California’s decision to grant reparations to black Americans has galvanized activists across the globe. Activists think that doing so will remedy the black-white wealth gap. Ensuring that blacks are on par with whites, however, is a strange goal, since East Asians outperform whites on several metrics, including education.  Rather than contrasting blacks with whites, political activists should investigate why blacks have lagged behind relative to other groups.

The dilemma is that rankings of economic and social standing position black Americans at the bottom of the pile. So, the fixation with closing the black-white wealth gap is odd because most groups perform better than blacks financially and professionally. Therefore, distinctions between blacks and whites obscure the precarious position of black Americans.

Other groups outearn white Americans, so racism fails to explain the underperformance of black Americans. Neither can discrimination be invoked as an explanation because anti-black racism has become a cardinal sin in North America. In fact, whiteness connotes such contempt that white activists pretend to be black or native American. Further groups with a history of discrimination like Italian and Irish Americans have attained parity with ethnic Americans.

Similarly, Asian Americans are singled out for their successes but their path to prosperity was not paved with gold. The Chinese and Japanese endured discrimination in labor markets. For Japanese men, the effects of internment were so persistent that they suffered reduced earnings by as much as 9-13 percent, years after the policy retired. Likewise, South Koreans are admired for their business acumen, but they encountered hurdles on the journey to success. Many Korean immigrants with advanced degrees were excluded from high-paying jobs due to language barriers and this led them to pursue entrepreneurship instead of white-collar employment.

Yet the rapid ascension of these groups indicates that people do achieve despite discrimination. Even more surprising is that many minorities experienced mobility before becoming professionally successful. Groups, like the overseas Chinese, Middle Easterners in Africa and the Jews became financially accomplished before their sojourn into elite professions. For example, West Indian blacks rose to such prominence in business in the early twentieth century that they were referred to as the black Jews and they did so in an era fuelled by anti-black racism. Currently, Nigerian Americans are gaining a reputation for professional eminence, despite research showing that they encounter discrimination and are even more likely to face ethnic discrimination than other black immigrants

Although, black Americans have generated gains over the past sixty years some think that their progress is too slow. But the protracted pace of black progress is slow for a reason. A superb work ethic is a powerful tool for improving the prospects of minority groups. Some black Americans are succeeding, but on average American blacks are not as competitive as whites or East Asians. Reports even contend that despite the propensity to employ blacks, employers detest their poor work ethic. Large swathes of American blacks lack the soft skills to enable their success in the working world.

Sociologists have discussed cultural impediments to work in the black American community, yet pundits pretend as if they don’t matter. Too many blacks are enmeshed in a working-class subculture that does not esteem professional values. A counterculture exists that venerates the materialism and thuggery of hood life at the expense of professional success. In these communities, role models are not professionals or upstanding citizens, but rather pimps and gangsters.
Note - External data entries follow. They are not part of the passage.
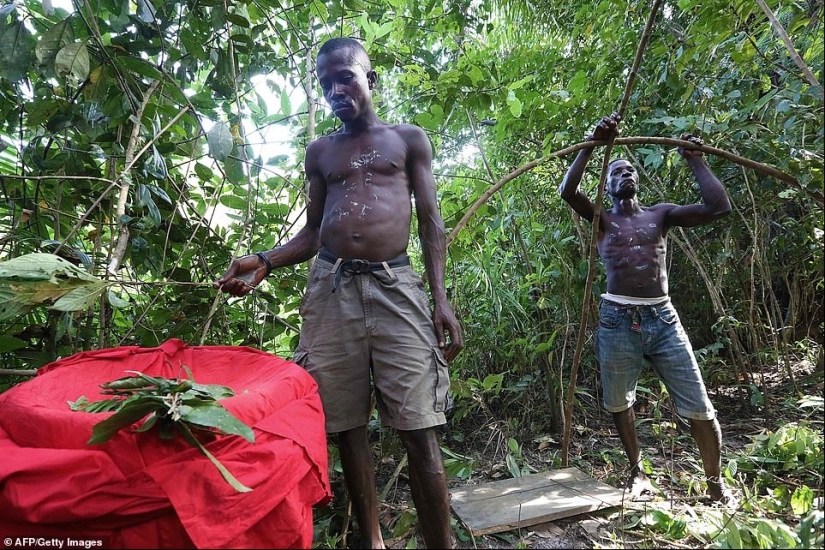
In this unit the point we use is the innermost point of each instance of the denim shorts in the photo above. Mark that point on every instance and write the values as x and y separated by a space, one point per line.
629 335
373 336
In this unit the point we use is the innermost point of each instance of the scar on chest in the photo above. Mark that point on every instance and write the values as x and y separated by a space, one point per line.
364 159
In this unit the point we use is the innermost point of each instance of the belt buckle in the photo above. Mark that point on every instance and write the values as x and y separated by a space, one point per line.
360 266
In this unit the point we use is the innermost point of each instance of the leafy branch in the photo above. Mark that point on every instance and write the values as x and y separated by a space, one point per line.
174 406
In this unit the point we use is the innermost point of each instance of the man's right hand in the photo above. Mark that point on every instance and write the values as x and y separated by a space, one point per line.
608 126
243 275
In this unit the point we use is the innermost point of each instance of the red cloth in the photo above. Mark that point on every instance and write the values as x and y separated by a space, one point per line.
143 492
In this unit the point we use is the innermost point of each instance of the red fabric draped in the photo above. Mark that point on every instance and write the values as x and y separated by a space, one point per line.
139 491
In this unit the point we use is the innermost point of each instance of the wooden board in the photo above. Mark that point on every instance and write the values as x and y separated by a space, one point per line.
520 502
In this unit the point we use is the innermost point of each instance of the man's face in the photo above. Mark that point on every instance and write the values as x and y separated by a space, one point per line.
346 82
622 180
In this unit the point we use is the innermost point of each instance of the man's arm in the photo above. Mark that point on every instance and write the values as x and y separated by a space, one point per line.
715 203
431 233
569 189
246 272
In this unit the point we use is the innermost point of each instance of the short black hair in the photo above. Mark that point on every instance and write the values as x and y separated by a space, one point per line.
614 161
346 43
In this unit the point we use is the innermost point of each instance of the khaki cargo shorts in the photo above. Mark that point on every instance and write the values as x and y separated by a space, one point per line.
376 326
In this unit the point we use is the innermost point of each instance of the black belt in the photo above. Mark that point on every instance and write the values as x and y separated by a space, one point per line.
631 306
356 266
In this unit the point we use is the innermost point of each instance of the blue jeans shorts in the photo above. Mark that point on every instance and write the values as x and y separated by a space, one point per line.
628 336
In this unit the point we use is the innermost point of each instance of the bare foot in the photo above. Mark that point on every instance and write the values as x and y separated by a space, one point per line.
638 484
721 494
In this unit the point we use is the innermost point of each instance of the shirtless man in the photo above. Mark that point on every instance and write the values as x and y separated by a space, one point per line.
636 318
365 311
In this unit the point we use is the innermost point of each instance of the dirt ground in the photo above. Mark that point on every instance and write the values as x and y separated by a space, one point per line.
596 450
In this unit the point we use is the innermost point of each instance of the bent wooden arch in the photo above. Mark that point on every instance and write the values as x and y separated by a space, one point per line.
634 140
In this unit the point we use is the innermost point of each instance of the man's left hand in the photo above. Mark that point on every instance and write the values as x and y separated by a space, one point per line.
687 153
445 321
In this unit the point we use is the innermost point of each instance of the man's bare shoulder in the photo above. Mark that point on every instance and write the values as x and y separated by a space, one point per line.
661 206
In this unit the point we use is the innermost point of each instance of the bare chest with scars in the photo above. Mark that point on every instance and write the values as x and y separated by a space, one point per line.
634 251
367 210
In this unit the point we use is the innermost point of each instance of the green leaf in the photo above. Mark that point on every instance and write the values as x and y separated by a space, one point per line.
802 500
514 103
72 61
115 301
130 413
16 43
211 414
10 343
52 41
220 141
39 278
286 104
190 437
81 298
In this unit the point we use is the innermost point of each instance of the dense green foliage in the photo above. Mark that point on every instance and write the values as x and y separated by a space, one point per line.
152 142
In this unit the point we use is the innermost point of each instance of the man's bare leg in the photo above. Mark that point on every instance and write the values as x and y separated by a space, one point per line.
428 483
637 482
708 438
359 474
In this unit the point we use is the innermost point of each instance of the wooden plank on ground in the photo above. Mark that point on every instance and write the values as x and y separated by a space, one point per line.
520 502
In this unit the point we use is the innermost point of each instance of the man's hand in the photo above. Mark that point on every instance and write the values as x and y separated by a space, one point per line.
444 320
242 277
608 126
687 153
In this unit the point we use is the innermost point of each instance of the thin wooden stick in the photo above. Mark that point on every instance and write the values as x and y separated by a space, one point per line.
588 287
783 34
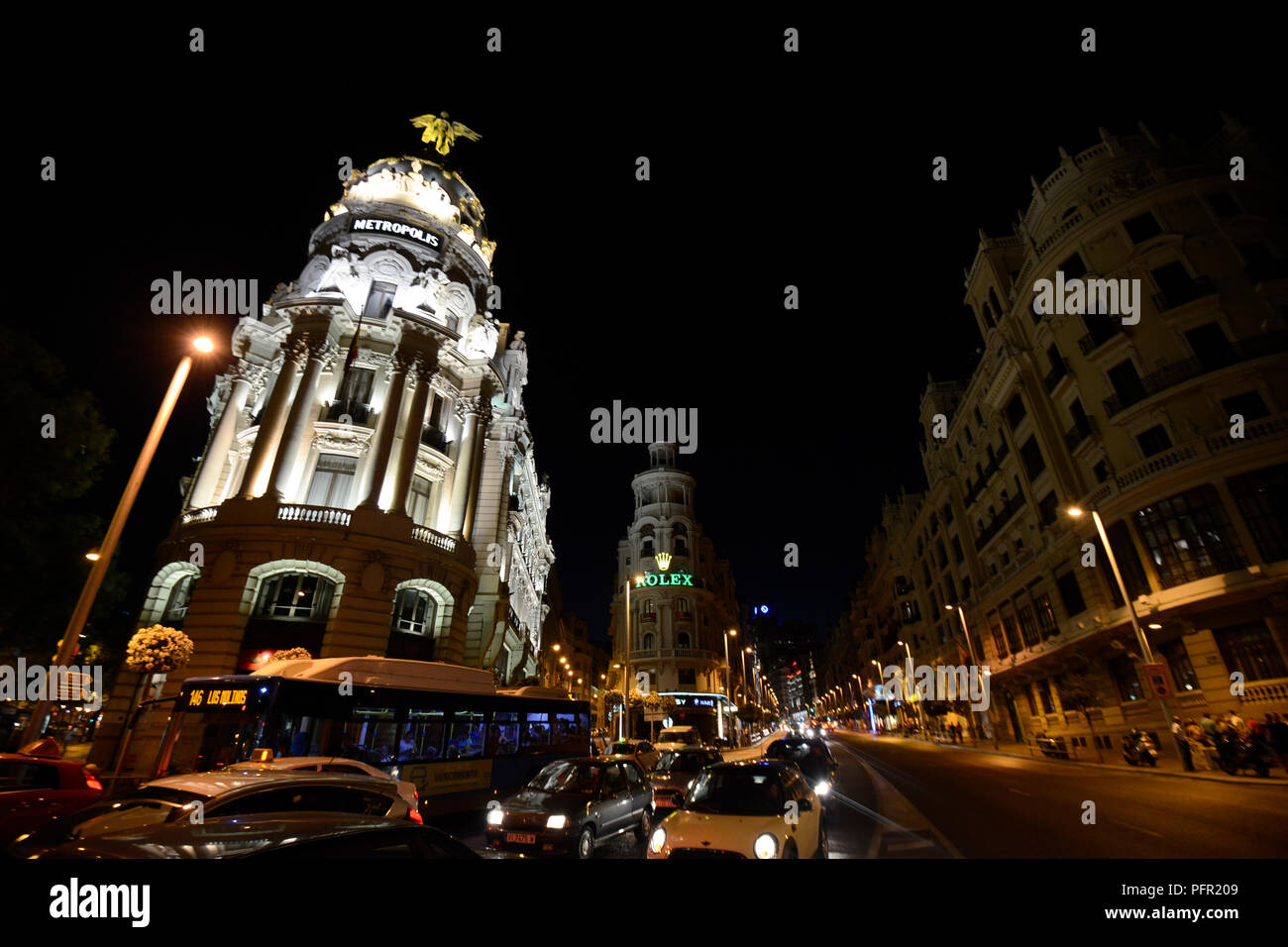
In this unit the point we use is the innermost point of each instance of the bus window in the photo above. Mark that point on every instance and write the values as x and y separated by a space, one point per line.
503 736
467 740
536 731
423 736
370 736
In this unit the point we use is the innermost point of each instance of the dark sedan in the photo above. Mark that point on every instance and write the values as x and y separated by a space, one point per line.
674 775
269 835
574 804
811 758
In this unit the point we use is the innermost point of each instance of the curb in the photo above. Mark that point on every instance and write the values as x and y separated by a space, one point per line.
1223 779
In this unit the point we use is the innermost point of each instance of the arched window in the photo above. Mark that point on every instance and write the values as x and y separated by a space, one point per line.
295 595
413 612
176 603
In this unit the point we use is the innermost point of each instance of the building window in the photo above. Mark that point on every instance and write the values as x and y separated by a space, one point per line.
295 595
1249 406
1016 411
1262 499
1031 457
378 302
331 480
1141 228
1154 441
415 612
1179 661
180 594
1070 594
1122 669
1189 536
419 500
1249 648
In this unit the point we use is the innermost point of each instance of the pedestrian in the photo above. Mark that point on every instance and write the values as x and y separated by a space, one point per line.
1237 723
1183 746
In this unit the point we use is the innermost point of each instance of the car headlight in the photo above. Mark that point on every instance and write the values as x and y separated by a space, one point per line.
658 841
765 847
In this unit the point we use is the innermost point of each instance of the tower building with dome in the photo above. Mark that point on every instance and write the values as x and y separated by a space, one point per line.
682 603
369 483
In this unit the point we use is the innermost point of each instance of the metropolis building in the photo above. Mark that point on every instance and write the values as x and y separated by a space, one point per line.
1175 429
366 489
682 602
According to William Julius Wilson, several African American men are victims of a corrosive sub-culture that prevents them from achieving success in the formal economy. This sub-culture foments low trust and motivates black males to project aggression as a tool to garner respect.  Additionally, Elijah Anderson’s landmark ethnography on inner-city joblessness asserts that many unemployed young black men are unmotivated and uninterested in attaining a job, especially low paying jobs for which they qualify. 
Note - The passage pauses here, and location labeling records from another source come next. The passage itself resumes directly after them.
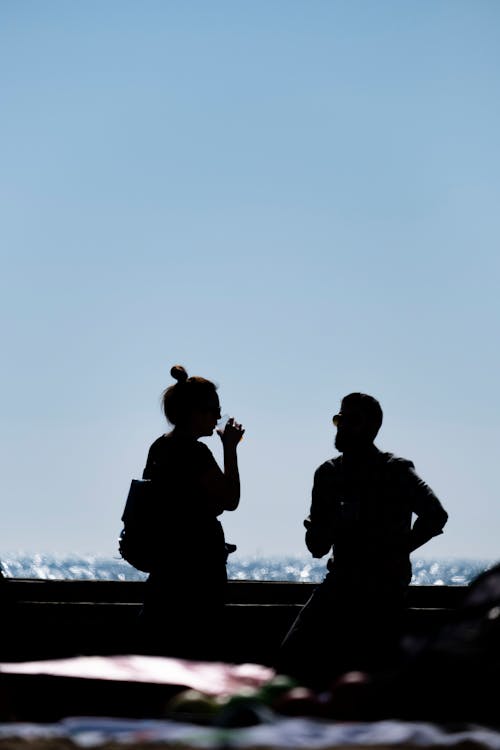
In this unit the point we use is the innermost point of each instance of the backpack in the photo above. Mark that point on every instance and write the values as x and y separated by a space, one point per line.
135 543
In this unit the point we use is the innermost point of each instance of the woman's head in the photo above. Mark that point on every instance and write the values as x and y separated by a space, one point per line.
191 403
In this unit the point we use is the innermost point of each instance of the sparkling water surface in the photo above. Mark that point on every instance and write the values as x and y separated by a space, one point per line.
428 572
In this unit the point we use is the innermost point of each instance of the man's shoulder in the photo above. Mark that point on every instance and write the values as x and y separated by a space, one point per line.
328 468
397 463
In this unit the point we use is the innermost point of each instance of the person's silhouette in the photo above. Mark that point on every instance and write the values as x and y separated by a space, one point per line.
184 604
362 506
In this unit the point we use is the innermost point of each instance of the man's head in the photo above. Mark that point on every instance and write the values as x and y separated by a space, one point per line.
357 423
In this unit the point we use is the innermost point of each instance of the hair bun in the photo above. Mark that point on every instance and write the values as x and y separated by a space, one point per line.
179 373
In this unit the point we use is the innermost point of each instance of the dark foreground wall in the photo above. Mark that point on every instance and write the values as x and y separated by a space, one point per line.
50 619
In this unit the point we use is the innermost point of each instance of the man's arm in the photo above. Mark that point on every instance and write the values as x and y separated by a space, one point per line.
431 516
318 523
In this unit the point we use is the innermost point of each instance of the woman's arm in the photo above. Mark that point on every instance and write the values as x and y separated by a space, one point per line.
223 487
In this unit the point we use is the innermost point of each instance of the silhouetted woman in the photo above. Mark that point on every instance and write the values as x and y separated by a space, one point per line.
183 610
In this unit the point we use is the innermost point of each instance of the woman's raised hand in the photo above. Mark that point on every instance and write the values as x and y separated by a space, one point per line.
230 433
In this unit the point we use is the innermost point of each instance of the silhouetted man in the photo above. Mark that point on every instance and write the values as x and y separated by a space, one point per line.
363 502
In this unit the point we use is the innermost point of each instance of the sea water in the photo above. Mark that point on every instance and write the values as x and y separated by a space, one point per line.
428 572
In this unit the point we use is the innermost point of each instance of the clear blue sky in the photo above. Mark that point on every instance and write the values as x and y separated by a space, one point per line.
295 199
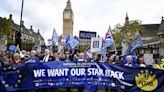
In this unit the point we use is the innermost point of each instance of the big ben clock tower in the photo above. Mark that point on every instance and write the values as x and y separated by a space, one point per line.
68 20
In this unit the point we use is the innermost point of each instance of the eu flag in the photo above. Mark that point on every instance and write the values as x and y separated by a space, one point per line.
136 43
68 38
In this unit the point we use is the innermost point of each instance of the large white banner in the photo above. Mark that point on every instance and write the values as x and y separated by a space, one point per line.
148 59
96 44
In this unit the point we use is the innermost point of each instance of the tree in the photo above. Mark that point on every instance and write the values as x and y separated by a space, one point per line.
128 32
5 26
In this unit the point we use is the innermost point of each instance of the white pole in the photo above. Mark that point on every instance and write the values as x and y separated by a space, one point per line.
109 30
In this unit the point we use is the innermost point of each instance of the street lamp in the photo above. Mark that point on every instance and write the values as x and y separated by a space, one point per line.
18 33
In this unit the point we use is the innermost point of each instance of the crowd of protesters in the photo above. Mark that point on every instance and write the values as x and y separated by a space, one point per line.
24 57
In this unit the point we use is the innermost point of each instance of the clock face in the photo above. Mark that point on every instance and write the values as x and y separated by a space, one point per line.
67 15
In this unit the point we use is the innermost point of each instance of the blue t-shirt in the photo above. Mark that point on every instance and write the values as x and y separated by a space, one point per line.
33 59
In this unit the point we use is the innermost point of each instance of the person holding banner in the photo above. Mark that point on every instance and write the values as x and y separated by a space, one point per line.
141 62
47 57
82 58
129 61
67 57
33 58
157 64
17 59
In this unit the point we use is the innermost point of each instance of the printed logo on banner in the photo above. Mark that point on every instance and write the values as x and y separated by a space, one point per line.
146 80
96 44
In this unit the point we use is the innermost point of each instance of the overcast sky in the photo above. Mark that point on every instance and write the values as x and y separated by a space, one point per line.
92 15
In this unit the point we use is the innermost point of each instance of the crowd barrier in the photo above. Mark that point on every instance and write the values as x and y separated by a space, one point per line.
59 75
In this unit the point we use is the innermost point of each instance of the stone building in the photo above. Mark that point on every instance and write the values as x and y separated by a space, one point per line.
153 38
29 38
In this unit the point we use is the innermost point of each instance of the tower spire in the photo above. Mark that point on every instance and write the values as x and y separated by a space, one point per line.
68 5
126 18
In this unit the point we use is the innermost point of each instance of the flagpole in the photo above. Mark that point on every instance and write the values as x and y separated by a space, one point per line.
109 29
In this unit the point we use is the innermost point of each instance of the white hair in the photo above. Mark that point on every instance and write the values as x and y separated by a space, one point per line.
33 51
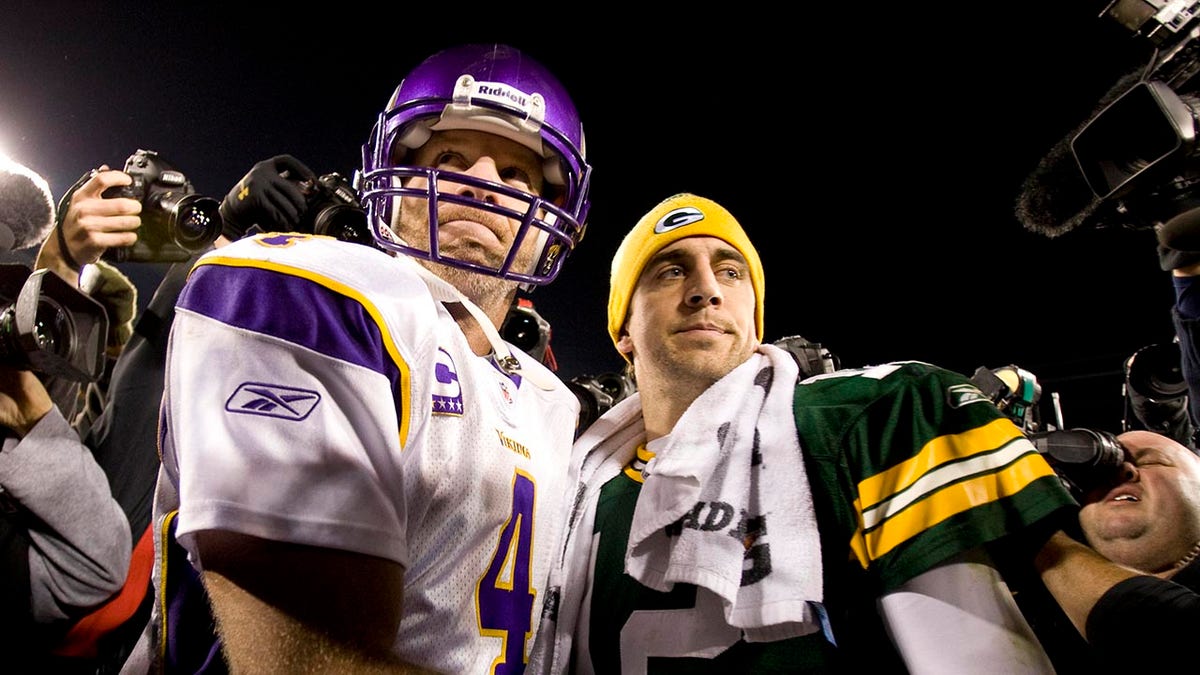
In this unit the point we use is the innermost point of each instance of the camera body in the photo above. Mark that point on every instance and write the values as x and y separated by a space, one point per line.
1084 459
597 394
177 222
48 326
333 209
1137 154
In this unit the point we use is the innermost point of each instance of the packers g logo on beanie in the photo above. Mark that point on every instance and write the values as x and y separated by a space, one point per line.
673 219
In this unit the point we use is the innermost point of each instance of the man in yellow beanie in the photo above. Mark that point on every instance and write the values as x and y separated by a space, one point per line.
732 515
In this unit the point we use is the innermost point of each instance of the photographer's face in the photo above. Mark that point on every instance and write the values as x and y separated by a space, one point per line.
465 232
1152 518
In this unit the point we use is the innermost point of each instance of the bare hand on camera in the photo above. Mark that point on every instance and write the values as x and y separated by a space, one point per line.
91 225
270 197
23 400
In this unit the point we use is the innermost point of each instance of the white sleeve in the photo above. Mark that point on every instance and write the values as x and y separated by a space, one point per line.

For people possessing the hood mindset, work is not honorable, since getting rich quickly is the objective. Concepts such as saving and long-term orientation are foreign. This outlook imperils the progress of black Americans because it has become cultural, so even when they escape degraded communities, the culture embedded by the hood mindset will still flourish. Hence problems affecting black ghettoes also plague middle-class black communities.
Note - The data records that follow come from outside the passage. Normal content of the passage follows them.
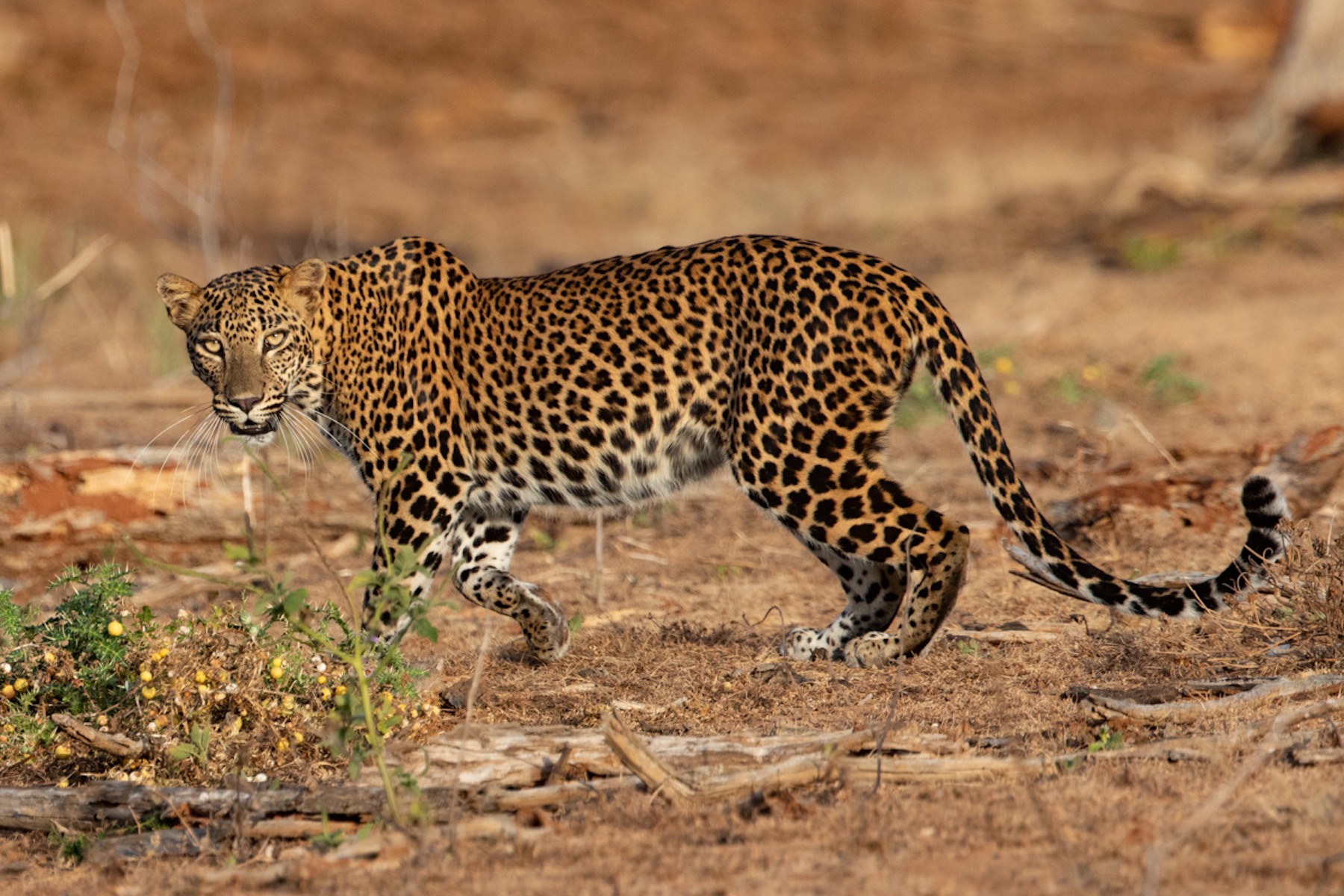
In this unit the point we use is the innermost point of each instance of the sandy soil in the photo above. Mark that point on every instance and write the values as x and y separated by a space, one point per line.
988 146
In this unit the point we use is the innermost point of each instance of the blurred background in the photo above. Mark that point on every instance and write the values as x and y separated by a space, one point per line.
1065 172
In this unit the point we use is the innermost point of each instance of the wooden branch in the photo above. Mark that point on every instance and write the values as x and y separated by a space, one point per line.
1319 756
659 780
476 756
1191 709
529 762
113 744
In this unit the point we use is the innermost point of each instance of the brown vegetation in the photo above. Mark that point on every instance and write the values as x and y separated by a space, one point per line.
1154 331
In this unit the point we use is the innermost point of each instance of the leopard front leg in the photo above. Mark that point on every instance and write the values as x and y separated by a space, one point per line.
484 548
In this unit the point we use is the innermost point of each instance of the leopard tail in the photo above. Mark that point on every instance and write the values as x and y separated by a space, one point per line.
1048 559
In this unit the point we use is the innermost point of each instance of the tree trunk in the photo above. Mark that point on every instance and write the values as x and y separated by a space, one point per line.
1301 109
Moreover, as a group black Americans are less productive than whites, save less, and are employed in lower-paying jobs due to lower education levels. Black Americans will remain a permanent underclass unless white liberals and black activists change their rhetoric. Black Americans have been hearing that they are victims of white supremacy for decades, yet this has not ameliorated their condition. Rather, the answer lies in pursuing new strategies like those that have helped over discriminated-against groups—such as the Japanese, Jews, and Nigerian Americans—overcome countless obstacles and build wealth as communities.

The usual social benefit policies have failed, and lavishing black communities with government money allows progressive whites to feel good about themselves, but unless black Americans can improve their own communities, these projects have gone and continue to go nowhere. Such project failures might even embolden racists who believe black people are inferior. Black Americans deserve better.